I would have expected for the number to slowly start to drop as Google should not be able to find URLs with sort parameters as a part of URL as there is no reference to such URL on the page.
I have also tested redirect using Fiddler and it all seems fine, e.g.
www.example.com/Product.aspx?page=1&Sort=ABCD
redirects to
www.example.com/Product.aspx?page=1
and there is no reference to URL with &Sort=ABCD anywhere on the page.
How can Google find pages with &Sort=ABCD when these URLs do not exist any more on the site and the only way is to actually type them in to address bar? Or has Google maybe had all these URLs somewhere in its index and now that it tries to check them up, it hits robots.txt and reports this? Theoretically, someone could have linked to some of such URLs, but not to 10.000 of them!
Or do we just remove sort parameter from robots.txt and let 301 do the job over the time, when Google realises that there are no more such URLs?

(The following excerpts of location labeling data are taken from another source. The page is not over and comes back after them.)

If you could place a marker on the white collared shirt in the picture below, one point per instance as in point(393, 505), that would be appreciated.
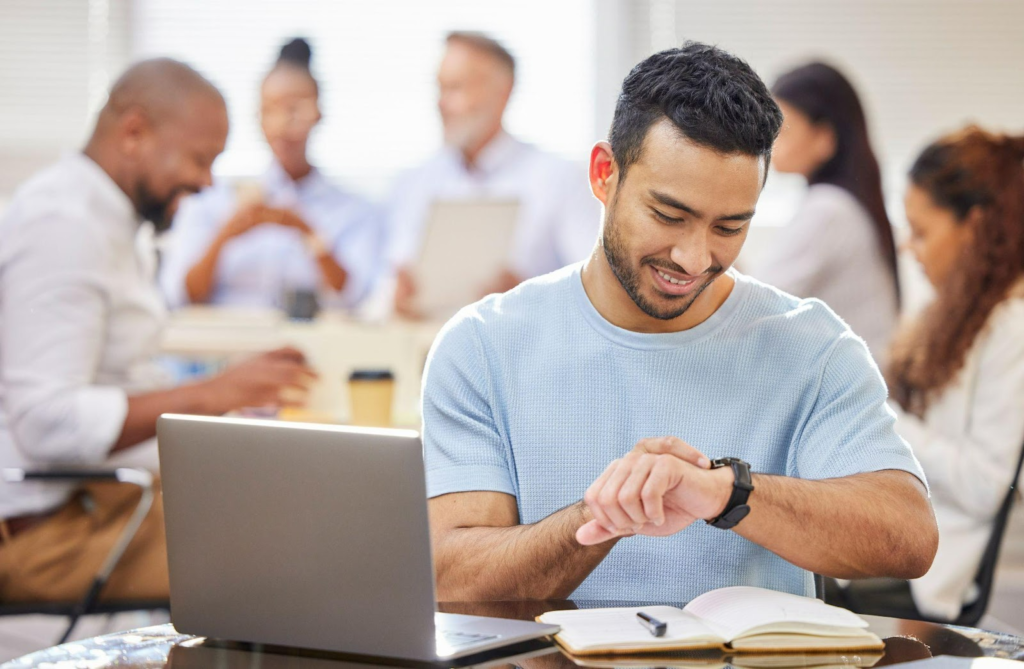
point(80, 323)
point(830, 251)
point(558, 217)
point(259, 266)
point(969, 444)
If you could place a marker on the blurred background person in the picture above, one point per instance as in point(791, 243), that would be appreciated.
point(296, 231)
point(80, 325)
point(956, 373)
point(840, 246)
point(558, 217)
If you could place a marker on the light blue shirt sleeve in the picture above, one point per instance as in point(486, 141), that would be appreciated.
point(849, 428)
point(464, 449)
point(195, 226)
point(358, 248)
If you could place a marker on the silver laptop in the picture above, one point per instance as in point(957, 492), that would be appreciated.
point(308, 536)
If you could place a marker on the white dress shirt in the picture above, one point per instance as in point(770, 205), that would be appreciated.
point(80, 321)
point(830, 251)
point(258, 267)
point(558, 216)
point(968, 445)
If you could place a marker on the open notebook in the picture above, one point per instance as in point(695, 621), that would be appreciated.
point(739, 619)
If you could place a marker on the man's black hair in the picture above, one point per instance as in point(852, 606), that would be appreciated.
point(715, 99)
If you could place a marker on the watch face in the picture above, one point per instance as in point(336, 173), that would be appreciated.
point(738, 513)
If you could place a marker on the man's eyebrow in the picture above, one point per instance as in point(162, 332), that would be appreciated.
point(669, 201)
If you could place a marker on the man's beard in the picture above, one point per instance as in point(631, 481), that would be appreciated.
point(159, 211)
point(466, 132)
point(630, 277)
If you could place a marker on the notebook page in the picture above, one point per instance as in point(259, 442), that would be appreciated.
point(619, 627)
point(739, 609)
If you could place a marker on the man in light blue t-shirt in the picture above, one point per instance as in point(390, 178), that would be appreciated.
point(654, 357)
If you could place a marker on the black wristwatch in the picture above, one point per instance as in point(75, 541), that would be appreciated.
point(736, 508)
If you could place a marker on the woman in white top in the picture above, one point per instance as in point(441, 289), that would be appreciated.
point(956, 372)
point(839, 247)
point(295, 232)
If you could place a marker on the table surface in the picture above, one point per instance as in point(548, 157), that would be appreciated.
point(163, 646)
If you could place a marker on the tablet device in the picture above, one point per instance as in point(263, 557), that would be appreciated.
point(466, 246)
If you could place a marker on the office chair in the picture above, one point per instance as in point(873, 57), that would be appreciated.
point(972, 613)
point(90, 603)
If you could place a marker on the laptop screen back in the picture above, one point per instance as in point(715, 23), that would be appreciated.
point(298, 535)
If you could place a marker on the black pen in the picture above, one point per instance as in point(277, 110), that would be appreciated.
point(653, 625)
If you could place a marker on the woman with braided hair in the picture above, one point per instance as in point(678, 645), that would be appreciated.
point(293, 231)
point(956, 371)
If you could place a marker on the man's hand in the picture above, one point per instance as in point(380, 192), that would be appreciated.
point(656, 490)
point(247, 217)
point(279, 377)
point(287, 218)
point(404, 296)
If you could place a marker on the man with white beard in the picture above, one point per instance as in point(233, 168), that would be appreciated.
point(558, 217)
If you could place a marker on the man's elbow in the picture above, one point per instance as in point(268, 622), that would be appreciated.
point(921, 541)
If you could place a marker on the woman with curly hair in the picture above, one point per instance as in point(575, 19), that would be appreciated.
point(956, 372)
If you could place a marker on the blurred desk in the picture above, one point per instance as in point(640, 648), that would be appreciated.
point(163, 646)
point(333, 343)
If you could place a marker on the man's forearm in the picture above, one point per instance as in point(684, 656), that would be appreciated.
point(542, 560)
point(878, 524)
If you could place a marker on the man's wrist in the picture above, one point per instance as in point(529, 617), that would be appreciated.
point(315, 246)
point(724, 478)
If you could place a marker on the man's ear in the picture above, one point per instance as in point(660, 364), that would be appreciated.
point(603, 171)
point(133, 127)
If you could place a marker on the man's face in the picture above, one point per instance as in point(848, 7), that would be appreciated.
point(473, 89)
point(678, 220)
point(173, 158)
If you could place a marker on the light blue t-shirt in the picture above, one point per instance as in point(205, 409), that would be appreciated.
point(532, 393)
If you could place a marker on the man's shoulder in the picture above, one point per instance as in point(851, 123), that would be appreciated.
point(52, 199)
point(806, 323)
point(536, 303)
point(52, 211)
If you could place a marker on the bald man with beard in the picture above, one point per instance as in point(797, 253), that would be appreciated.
point(80, 321)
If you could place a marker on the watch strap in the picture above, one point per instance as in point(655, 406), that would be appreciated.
point(736, 508)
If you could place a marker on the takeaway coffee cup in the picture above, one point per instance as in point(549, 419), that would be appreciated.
point(371, 393)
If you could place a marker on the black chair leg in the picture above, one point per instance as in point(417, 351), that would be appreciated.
point(83, 607)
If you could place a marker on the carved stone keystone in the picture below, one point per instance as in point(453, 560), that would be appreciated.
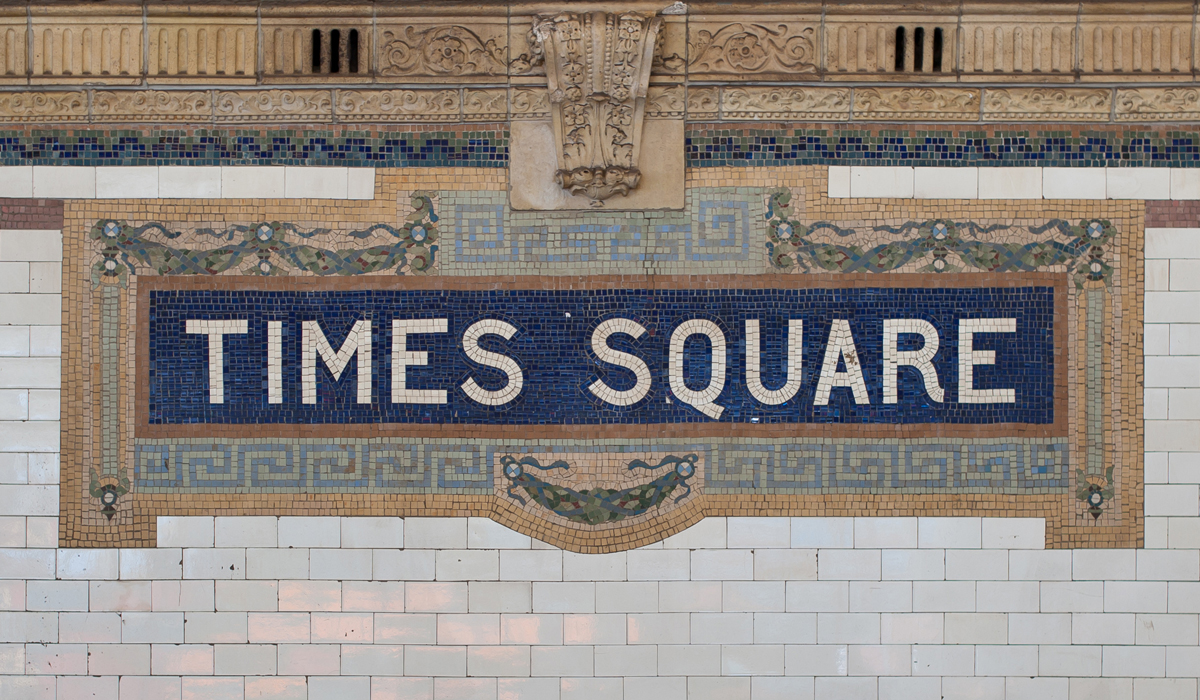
point(598, 66)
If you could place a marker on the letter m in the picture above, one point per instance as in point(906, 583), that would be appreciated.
point(313, 342)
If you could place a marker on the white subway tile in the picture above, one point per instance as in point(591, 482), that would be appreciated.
point(16, 180)
point(190, 181)
point(436, 533)
point(1134, 660)
point(126, 183)
point(486, 533)
point(1007, 596)
point(797, 564)
point(823, 532)
point(909, 564)
point(759, 532)
point(847, 628)
point(891, 181)
point(360, 184)
point(839, 183)
point(65, 181)
point(1074, 184)
point(721, 564)
point(407, 628)
point(1139, 183)
point(1039, 628)
point(1039, 564)
point(214, 563)
point(310, 532)
point(340, 564)
point(246, 531)
point(1072, 597)
point(949, 532)
point(957, 183)
point(627, 597)
point(943, 596)
point(612, 567)
point(708, 533)
point(185, 531)
point(252, 183)
point(531, 566)
point(816, 659)
point(315, 183)
point(942, 660)
point(82, 563)
point(1134, 597)
point(1185, 184)
point(1007, 660)
point(849, 564)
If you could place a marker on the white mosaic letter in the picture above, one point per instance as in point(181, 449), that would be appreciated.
point(841, 347)
point(622, 359)
point(216, 330)
point(357, 342)
point(969, 358)
point(403, 358)
point(791, 370)
point(275, 362)
point(702, 400)
point(489, 359)
point(922, 359)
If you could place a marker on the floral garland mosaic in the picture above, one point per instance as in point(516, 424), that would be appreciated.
point(937, 246)
point(598, 506)
point(265, 249)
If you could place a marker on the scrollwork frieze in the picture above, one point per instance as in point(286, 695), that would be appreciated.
point(151, 106)
point(1043, 103)
point(931, 103)
point(443, 51)
point(274, 106)
point(399, 105)
point(817, 103)
point(31, 107)
point(753, 49)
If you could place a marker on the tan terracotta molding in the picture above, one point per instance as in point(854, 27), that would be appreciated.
point(491, 42)
point(457, 105)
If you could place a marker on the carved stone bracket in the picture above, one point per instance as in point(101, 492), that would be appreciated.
point(598, 67)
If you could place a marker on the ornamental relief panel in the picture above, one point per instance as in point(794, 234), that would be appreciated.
point(443, 51)
point(762, 48)
point(1042, 103)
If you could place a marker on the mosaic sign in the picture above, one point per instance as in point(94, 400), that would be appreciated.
point(601, 380)
point(379, 354)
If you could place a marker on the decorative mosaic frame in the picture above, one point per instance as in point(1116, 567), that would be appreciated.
point(743, 471)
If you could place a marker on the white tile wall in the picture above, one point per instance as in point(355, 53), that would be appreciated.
point(751, 609)
point(1005, 183)
point(186, 181)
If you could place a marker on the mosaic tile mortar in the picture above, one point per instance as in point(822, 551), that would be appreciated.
point(708, 144)
point(630, 452)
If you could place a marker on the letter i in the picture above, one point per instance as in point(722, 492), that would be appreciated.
point(275, 362)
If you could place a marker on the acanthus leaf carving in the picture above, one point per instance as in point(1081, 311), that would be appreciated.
point(43, 107)
point(598, 67)
point(941, 103)
point(754, 48)
point(785, 102)
point(274, 106)
point(151, 105)
point(441, 51)
point(399, 105)
point(1156, 103)
point(1038, 103)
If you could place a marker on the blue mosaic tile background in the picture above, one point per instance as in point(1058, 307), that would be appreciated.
point(255, 147)
point(553, 348)
point(706, 145)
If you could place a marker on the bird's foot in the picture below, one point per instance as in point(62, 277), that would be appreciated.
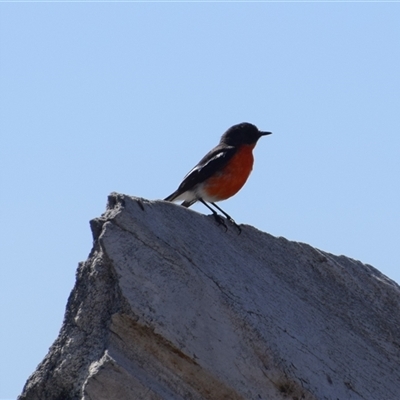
point(220, 220)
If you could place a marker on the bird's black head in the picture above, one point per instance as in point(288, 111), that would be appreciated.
point(243, 133)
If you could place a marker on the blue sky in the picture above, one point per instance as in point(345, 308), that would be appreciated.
point(127, 97)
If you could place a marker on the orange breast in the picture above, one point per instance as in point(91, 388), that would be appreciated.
point(231, 179)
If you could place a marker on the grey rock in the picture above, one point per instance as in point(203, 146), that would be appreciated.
point(171, 305)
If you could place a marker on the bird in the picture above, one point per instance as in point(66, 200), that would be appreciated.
point(222, 172)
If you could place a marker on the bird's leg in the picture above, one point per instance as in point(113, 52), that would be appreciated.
point(217, 217)
point(228, 217)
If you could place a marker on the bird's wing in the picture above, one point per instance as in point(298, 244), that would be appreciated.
point(213, 161)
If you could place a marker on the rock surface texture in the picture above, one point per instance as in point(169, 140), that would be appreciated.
point(170, 305)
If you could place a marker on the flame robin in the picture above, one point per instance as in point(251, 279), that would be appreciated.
point(222, 172)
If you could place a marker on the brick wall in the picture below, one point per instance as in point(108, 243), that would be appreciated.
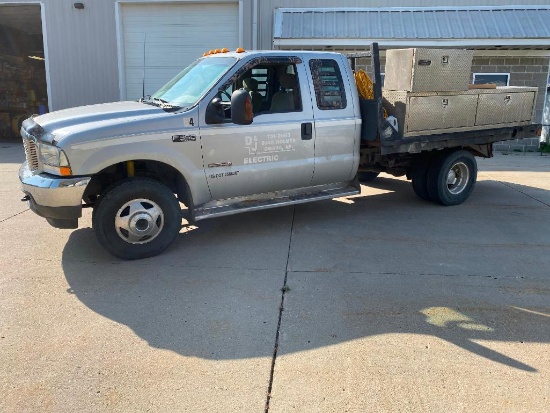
point(524, 71)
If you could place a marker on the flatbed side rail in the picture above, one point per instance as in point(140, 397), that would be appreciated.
point(418, 144)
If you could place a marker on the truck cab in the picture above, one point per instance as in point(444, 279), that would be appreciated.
point(233, 132)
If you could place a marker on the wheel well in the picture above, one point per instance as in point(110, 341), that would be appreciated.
point(164, 173)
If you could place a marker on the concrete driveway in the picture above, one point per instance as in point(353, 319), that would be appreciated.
point(374, 303)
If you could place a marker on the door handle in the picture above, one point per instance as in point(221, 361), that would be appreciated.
point(307, 131)
point(218, 164)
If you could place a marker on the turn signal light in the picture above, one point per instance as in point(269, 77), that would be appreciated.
point(65, 171)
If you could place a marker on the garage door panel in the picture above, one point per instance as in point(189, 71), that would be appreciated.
point(176, 35)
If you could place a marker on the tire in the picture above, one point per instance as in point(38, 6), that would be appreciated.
point(367, 176)
point(419, 176)
point(137, 218)
point(452, 177)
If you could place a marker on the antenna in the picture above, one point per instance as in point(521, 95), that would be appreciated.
point(143, 74)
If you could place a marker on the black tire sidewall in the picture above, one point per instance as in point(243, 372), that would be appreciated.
point(419, 177)
point(437, 177)
point(125, 191)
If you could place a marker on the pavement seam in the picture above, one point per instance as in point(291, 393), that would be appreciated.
point(515, 189)
point(19, 213)
point(284, 289)
point(427, 274)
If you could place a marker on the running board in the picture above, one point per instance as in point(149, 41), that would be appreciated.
point(274, 199)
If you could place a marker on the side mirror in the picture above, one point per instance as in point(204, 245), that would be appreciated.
point(241, 107)
point(214, 112)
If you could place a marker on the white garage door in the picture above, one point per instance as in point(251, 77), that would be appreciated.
point(168, 37)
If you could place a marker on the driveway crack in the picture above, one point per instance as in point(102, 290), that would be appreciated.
point(284, 290)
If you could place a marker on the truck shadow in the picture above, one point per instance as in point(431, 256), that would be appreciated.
point(216, 293)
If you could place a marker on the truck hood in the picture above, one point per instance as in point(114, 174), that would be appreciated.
point(101, 120)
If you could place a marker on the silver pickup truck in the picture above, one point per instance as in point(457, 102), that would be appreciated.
point(233, 132)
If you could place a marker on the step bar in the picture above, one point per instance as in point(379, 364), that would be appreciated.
point(268, 200)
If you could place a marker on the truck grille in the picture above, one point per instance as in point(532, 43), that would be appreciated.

Or is it just a waiting game and eventually they will start to drop?
Using URL removal tool would be nightmare with such high number of URLs.
Any advice?
Many thanks
remove sort parameter from robots.txt and let 301 do the job over the time
I would definitely do that. One benefit will be that Google can actually request and try to crawl those sort urls and get rid of them eventually - it may take many, many weeks/months to complete. Just be 100% sure that the http status for the redirect is 301 in all cases.
How can Google find pages with &Sort=ABCD when these URLs do not exist any more on the site
Google has mysterious ways when it comes to url discovery. Those urls may have been queued up for the future, as the crawling budget allows for your site. And yes, once Google gets a taste of a parameter like that, they may often "invent" other variables to see how your server handles them.